HPLC gradients are a fantastic means of analyzing a sample for which the analytes exhibit a wide range of retentive strengths along the stationary-phase of your preferred column. Gradients are not always accommodating towards buffers when attempting to maintain a specific pH. If the buffer is limited to your aqueous mobile-phase while the organic mobile-phase remains strictly an organic solvent, then the gradient is prone to solubility limitations and inconsistent buffering strength as the ratio of organic solvent increases during the gradient. This may be overcome by applying an even distribution of the buffer towards both the “weak” and “strong” mobile-phases of your method, for which we will review some approaches and examples.

How about spiking both the “weak” and “strong” mobile-phases with an acidic or basic additive, such as the formic acid (HCO₂H) at 0.1% (v/v)?
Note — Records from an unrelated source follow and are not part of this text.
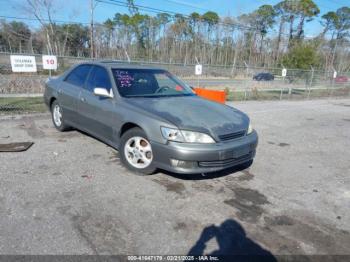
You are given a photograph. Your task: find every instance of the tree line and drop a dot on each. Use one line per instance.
(271, 36)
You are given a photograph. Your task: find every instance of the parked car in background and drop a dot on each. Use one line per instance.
(151, 117)
(341, 79)
(263, 77)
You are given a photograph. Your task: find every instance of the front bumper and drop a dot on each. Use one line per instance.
(205, 158)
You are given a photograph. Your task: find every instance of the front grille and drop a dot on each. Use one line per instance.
(226, 162)
(231, 136)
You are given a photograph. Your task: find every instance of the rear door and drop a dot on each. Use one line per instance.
(97, 112)
(69, 92)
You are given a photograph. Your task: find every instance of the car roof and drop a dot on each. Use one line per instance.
(120, 64)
The spike in both mobile-phases will ideally maintain a consistent level of the additive in the overall mobile-phase as the ratio of "weak" and "strong" mobile-phases alters during the gradient. The shortcomings of such a spike are that the additive may be prone to volatilization from the mobile-phase mixture, while also inducing inconsistent strengths of protonation or deprotonation towards analytes. Perhaps some of us can admit to having been less than precise in our preparation of (v/v) spikes at one time or another. Alternatively, a proper buffer with the corresponding salt for a specific additive will precisely maintain the consistent pH at which it is prepared without the risk of the additive volatilizing.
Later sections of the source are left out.